Tres golpes en la liga y un margen insuficiente
La salida del técnico se produce después de una racha que hundió a “La Viola” en la zona baja. En la jornada inaugural cayó 4-0 ante la Roma. Más tarde, sumó otra derrota clara en casa, esta vez 3-0 contra el Frosinone, y el golpe final llegó con un 2-1 adverso frente al Torino.
El equipo intentó enderezar el rumbo en Copa Italia, donde sí logró un triunfo 4-1 sobre Benevento. Sin embargo, ese resultado no alcanzó para compensar el mal arranque liguero y la presión interna por enderezar el proyecto a corto plazo.
Un verano de inversión que no se tradujo en resultados
La decisión del club llega después de un mercado de fichajes de alto voltaje. Fiorentina destinó 150 millones de euros para reconfigurar el primer equipo. Entre los incorporados figuran Beto, Christ Oulai, Arthur Atta, Mateo Pellegrino, Giovanni Fabbian, Marco Brescianini y Victor Valdepenas.
Además, el plantel también se reforzó con llegadas cedidas, incluyendo a Franco Mastantuono, Radu Dragusin, Wilfried Gnonto, Alex Jimenez y Pedro Goncalves. A pesar de la renovación del grupo, el rendimiento colectivo no respondió a las expectativas.
Paolo Vanoli aparece como principal candidato
En el entorno del fútbol se apunta a un posible cambio inmediato en el banquillo. Se menciona a Paolo Vanoli como el entrenador que, en la carrera por volver al Artemio Franchi, parte con ventaja.
Calendario apremiante: liga y Copa en pocos días
La Fiorentina tiene por delante una secuencia que condiciona cualquier transición. El próximo compromiso liguero será un desplazamiento a Venezia el viernes 11 de septiembre, un partido que se vuelve clave para sumar los primeros puntos y cortar la inercia negativa.
Cuatro días después, el equipo jugará la ronda de 32 de la Coppa Italia ante Pisa.
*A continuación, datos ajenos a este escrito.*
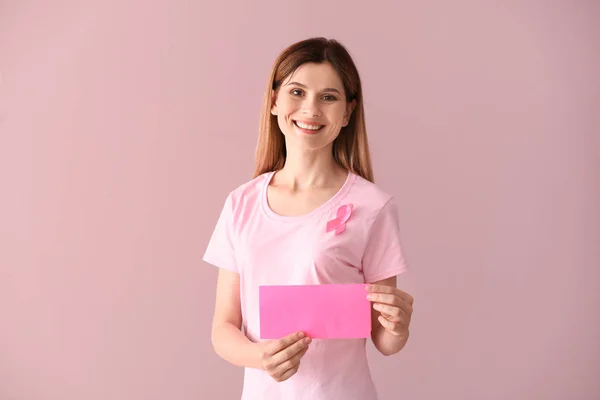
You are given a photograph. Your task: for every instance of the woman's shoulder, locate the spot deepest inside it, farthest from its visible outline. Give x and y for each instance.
(370, 193)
Y el 20 de septiembre, ya en casa, recibirá al Napoli en el Artemio Franchi, rival de jerarquía y aspirante al título, lo que convierte el inicio de la era del nuevo técnico en una prueba inmediata.
Con la ventana internacional acercándose, la prioridad del club pasa por encontrar al sustituto cuanto antes, recuperar la confianza del vestuario y estabilizar el rendimiento para afrontar el tramo de otoño con mayor solidez.